Not Long to Live
You would have to have a heart of reinforced concrete not to smirk at Not Long to Live. Released in 1965 by Cardiff singer-songwriter, Tony Miles, it is a 'teenage tragedy song' or 'splatter platter'. He actually wrote the ditty in 1960 but at that time struggled to find any label interest. An outcry over the song Tell Laura I Love Her meant that labels were wary of releasing morbid records, fearing the commercial deterrent of a BBC ban (this was back in the days when a BBC ban was actually a commercial deterrent).
Tony, a one-time ladies' hairdresser, got the idea for the song after suffering a near death experience. He crashed his car into the wall of Thornhill Crematorium on the outskirts of Cardiff while driving at a speed of 70mph. Or so he claimed. As you can hear from the lyrics the song is a warning against the perils of joyriding rather than a celebration of a live fast, die young attitude.
In the mid-sixties 'doom songs' like Twinkle's Terry and Leader of the Pack by the fabulous Shangi-Las meant that morbid melodrama was back in vogue. Miles decided to resurrect Not Long to Live and this time he managed to persuade EMI to cut the disc for Columbia Records. Miles paid £300 for the recording session which was overseen by arranger Monty Babson. Kenny Clive played drums; Cedric West was on guitar duty; and Alan Haven on keyboards.

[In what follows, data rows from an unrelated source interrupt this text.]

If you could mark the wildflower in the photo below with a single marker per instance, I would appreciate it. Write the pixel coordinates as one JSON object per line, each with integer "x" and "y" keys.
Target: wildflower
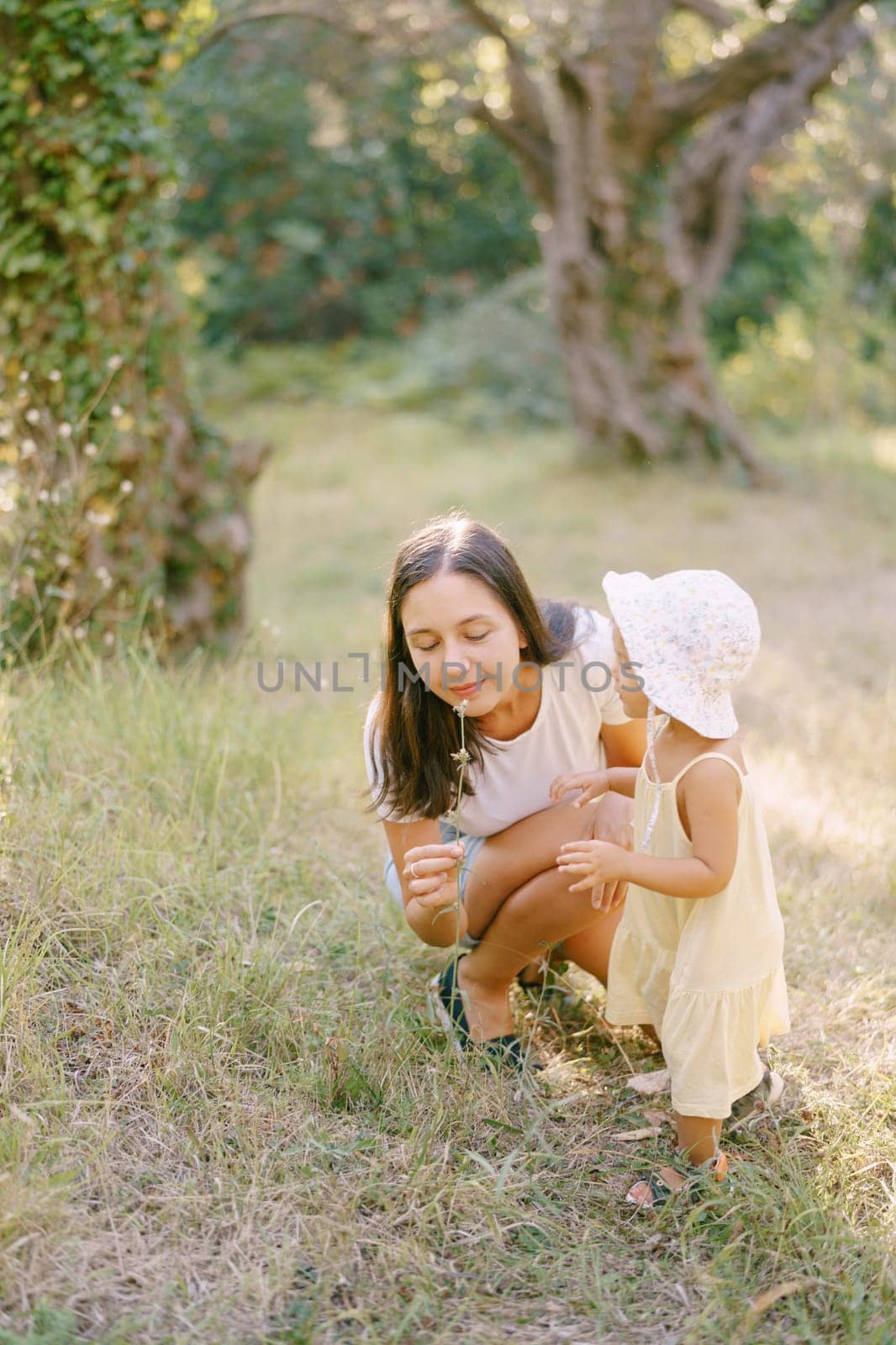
{"x": 463, "y": 759}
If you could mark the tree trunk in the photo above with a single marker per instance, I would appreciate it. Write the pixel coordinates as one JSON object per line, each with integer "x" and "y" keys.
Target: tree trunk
{"x": 642, "y": 179}
{"x": 636, "y": 361}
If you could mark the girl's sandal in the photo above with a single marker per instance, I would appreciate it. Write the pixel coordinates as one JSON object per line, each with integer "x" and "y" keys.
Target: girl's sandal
{"x": 447, "y": 1001}
{"x": 656, "y": 1190}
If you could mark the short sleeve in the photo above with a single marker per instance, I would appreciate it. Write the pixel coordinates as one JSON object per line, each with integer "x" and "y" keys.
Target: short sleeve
{"x": 374, "y": 767}
{"x": 595, "y": 647}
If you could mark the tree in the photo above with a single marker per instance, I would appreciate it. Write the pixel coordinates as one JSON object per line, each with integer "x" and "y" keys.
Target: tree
{"x": 120, "y": 504}
{"x": 640, "y": 165}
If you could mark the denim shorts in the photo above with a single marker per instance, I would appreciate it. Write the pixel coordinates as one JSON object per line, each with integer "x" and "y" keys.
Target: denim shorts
{"x": 472, "y": 845}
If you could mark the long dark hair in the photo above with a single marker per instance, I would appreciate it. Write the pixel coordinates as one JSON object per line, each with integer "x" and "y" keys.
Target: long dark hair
{"x": 417, "y": 731}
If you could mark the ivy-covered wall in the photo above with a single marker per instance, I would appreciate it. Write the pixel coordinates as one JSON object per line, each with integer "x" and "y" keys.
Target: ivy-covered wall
{"x": 118, "y": 504}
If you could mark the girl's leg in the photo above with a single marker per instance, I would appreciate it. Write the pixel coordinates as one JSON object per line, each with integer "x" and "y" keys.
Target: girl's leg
{"x": 697, "y": 1137}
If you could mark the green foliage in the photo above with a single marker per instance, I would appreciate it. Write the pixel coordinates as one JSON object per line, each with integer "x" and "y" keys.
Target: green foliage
{"x": 85, "y": 287}
{"x": 774, "y": 266}
{"x": 318, "y": 212}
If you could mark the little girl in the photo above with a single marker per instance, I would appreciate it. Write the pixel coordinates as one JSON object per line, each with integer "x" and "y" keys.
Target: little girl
{"x": 698, "y": 952}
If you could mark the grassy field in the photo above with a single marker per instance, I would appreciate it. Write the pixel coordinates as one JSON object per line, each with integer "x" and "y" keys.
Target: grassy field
{"x": 228, "y": 1116}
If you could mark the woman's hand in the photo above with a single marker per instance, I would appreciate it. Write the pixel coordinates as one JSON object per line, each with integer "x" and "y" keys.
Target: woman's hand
{"x": 593, "y": 783}
{"x": 435, "y": 894}
{"x": 434, "y": 881}
{"x": 603, "y": 865}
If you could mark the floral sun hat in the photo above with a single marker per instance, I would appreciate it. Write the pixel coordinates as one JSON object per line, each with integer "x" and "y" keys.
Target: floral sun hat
{"x": 694, "y": 636}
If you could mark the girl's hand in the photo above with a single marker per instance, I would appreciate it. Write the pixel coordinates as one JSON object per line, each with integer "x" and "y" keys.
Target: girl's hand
{"x": 593, "y": 783}
{"x": 600, "y": 862}
{"x": 435, "y": 878}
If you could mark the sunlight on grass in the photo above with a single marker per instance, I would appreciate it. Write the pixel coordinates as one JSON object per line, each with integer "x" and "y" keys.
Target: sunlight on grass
{"x": 229, "y": 1114}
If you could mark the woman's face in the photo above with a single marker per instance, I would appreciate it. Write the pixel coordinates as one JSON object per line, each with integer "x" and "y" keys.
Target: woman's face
{"x": 459, "y": 631}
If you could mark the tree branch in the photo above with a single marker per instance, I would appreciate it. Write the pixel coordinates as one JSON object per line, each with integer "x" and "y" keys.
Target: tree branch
{"x": 535, "y": 155}
{"x": 777, "y": 53}
{"x": 714, "y": 171}
{"x": 524, "y": 92}
{"x": 282, "y": 11}
{"x": 714, "y": 13}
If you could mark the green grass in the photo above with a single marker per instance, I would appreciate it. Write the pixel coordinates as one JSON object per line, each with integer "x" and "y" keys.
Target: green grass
{"x": 228, "y": 1116}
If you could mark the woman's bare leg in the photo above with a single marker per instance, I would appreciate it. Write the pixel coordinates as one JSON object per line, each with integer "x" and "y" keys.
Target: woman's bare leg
{"x": 519, "y": 905}
{"x": 539, "y": 915}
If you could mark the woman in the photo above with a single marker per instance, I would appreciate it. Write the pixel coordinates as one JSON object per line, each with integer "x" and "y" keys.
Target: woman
{"x": 461, "y": 625}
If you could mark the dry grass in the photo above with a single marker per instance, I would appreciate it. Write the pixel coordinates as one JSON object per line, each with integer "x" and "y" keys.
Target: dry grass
{"x": 228, "y": 1116}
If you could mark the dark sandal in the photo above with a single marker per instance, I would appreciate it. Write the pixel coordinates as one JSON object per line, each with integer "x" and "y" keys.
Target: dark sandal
{"x": 667, "y": 1183}
{"x": 448, "y": 1005}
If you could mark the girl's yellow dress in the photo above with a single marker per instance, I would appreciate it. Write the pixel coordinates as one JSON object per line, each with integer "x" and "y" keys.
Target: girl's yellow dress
{"x": 705, "y": 972}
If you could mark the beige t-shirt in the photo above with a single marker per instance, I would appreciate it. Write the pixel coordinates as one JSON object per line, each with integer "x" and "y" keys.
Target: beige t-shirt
{"x": 576, "y": 701}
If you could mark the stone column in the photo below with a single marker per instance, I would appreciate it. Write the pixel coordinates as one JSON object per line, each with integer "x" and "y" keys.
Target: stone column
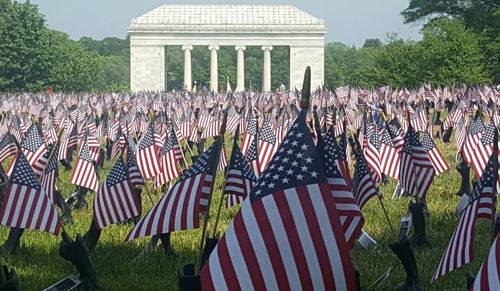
{"x": 187, "y": 66}
{"x": 240, "y": 71}
{"x": 214, "y": 74}
{"x": 266, "y": 80}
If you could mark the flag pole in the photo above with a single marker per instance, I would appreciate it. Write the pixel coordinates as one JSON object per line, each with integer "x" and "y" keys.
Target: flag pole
{"x": 379, "y": 196}
{"x": 495, "y": 181}
{"x": 64, "y": 233}
{"x": 144, "y": 186}
{"x": 174, "y": 125}
{"x": 236, "y": 135}
{"x": 220, "y": 140}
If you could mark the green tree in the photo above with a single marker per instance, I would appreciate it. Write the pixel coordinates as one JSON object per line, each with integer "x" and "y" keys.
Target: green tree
{"x": 372, "y": 43}
{"x": 73, "y": 68}
{"x": 22, "y": 45}
{"x": 477, "y": 14}
{"x": 450, "y": 54}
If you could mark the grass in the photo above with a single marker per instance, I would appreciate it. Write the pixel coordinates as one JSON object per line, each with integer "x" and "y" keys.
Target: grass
{"x": 39, "y": 264}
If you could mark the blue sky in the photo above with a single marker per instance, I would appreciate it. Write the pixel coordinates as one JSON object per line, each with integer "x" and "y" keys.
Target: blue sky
{"x": 348, "y": 21}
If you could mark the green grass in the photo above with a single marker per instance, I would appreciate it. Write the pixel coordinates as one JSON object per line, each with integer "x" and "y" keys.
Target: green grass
{"x": 39, "y": 264}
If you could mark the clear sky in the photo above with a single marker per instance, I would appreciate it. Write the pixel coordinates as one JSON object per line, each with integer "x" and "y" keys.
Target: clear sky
{"x": 348, "y": 21}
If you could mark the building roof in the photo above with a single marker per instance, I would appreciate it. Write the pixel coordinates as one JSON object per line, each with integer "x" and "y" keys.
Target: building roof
{"x": 227, "y": 18}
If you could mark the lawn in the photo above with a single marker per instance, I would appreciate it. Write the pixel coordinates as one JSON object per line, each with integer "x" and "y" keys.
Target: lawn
{"x": 119, "y": 267}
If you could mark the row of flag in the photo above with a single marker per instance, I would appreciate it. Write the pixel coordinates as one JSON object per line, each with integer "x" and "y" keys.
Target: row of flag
{"x": 292, "y": 166}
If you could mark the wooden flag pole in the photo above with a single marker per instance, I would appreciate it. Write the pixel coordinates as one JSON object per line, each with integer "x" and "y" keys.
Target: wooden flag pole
{"x": 64, "y": 233}
{"x": 236, "y": 135}
{"x": 144, "y": 186}
{"x": 220, "y": 140}
{"x": 495, "y": 181}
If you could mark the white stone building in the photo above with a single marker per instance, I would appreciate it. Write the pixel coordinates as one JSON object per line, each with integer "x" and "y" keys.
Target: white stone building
{"x": 224, "y": 25}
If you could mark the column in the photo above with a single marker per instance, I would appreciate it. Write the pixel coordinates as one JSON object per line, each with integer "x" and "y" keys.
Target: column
{"x": 187, "y": 66}
{"x": 147, "y": 68}
{"x": 214, "y": 74}
{"x": 266, "y": 80}
{"x": 240, "y": 71}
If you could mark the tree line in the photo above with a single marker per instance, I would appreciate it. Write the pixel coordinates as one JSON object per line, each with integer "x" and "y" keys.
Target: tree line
{"x": 460, "y": 45}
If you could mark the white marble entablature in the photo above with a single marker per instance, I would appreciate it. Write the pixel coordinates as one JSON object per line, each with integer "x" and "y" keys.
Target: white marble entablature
{"x": 230, "y": 18}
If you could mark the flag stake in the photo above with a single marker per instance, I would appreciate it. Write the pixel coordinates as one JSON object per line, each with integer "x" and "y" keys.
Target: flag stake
{"x": 220, "y": 140}
{"x": 224, "y": 183}
{"x": 144, "y": 186}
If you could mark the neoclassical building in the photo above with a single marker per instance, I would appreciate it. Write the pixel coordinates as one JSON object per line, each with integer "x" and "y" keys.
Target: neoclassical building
{"x": 214, "y": 26}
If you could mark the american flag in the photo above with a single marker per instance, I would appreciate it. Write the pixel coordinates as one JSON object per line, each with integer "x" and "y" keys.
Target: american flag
{"x": 418, "y": 119}
{"x": 416, "y": 171}
{"x": 25, "y": 204}
{"x": 267, "y": 145}
{"x": 168, "y": 162}
{"x": 483, "y": 150}
{"x": 474, "y": 134}
{"x": 488, "y": 276}
{"x": 240, "y": 178}
{"x": 7, "y": 147}
{"x": 134, "y": 173}
{"x": 147, "y": 155}
{"x": 372, "y": 150}
{"x": 49, "y": 176}
{"x": 34, "y": 148}
{"x": 350, "y": 216}
{"x": 390, "y": 157}
{"x": 438, "y": 162}
{"x": 460, "y": 249}
{"x": 363, "y": 184}
{"x": 253, "y": 156}
{"x": 287, "y": 234}
{"x": 115, "y": 201}
{"x": 180, "y": 207}
{"x": 84, "y": 173}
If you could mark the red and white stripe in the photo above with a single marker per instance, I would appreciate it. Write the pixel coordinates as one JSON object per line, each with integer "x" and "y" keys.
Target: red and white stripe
{"x": 178, "y": 209}
{"x": 262, "y": 251}
{"x": 488, "y": 276}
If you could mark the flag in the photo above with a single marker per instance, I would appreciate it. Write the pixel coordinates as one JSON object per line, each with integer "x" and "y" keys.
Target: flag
{"x": 267, "y": 145}
{"x": 115, "y": 202}
{"x": 180, "y": 207}
{"x": 488, "y": 276}
{"x": 438, "y": 162}
{"x": 49, "y": 176}
{"x": 7, "y": 147}
{"x": 473, "y": 136}
{"x": 350, "y": 216}
{"x": 287, "y": 234}
{"x": 240, "y": 178}
{"x": 147, "y": 155}
{"x": 460, "y": 249}
{"x": 363, "y": 184}
{"x": 168, "y": 162}
{"x": 135, "y": 175}
{"x": 372, "y": 151}
{"x": 34, "y": 148}
{"x": 390, "y": 157}
{"x": 25, "y": 204}
{"x": 484, "y": 148}
{"x": 416, "y": 171}
{"x": 84, "y": 173}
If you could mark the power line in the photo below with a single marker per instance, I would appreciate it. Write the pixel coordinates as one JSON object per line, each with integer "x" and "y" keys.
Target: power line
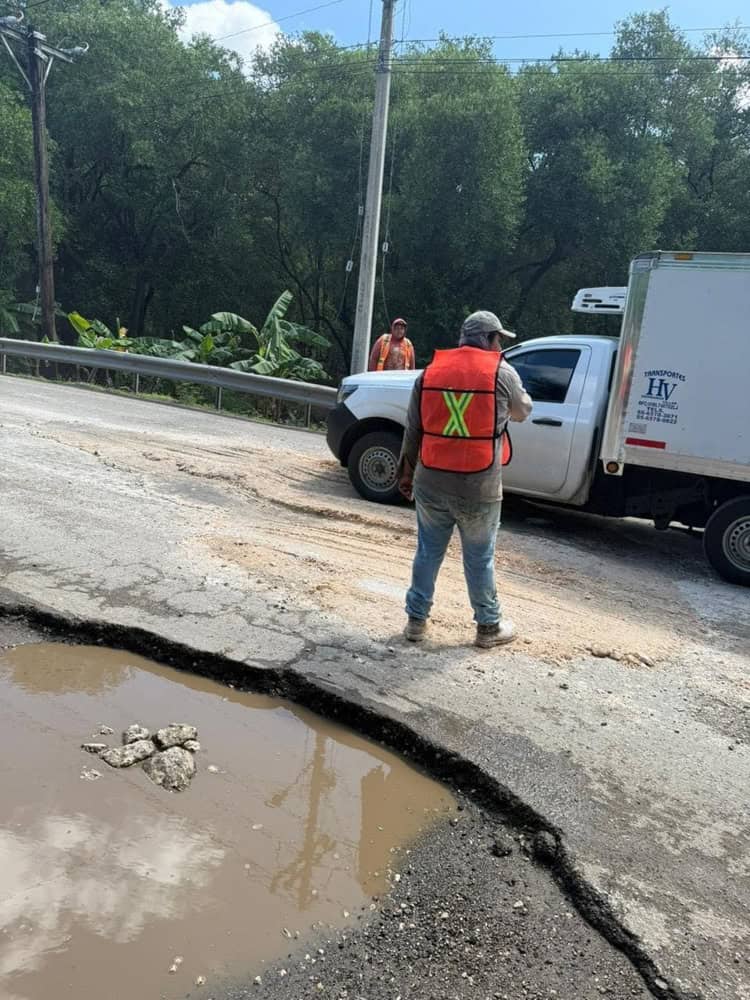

Maybe it was Tony's fraudulent American accent or the finger-wagging tone of the lyrics but his single just didn't have the charm, sexiness, or the necessary level of tragedy to be a first rank splatter platter. Not Long to Live sounded more like it was part of some public service campaign against drink-driving. Tony Miles actually had a stint as a writer for Beatles' publishers Dick James Music and also worked as a promoter in uptown Cardiff.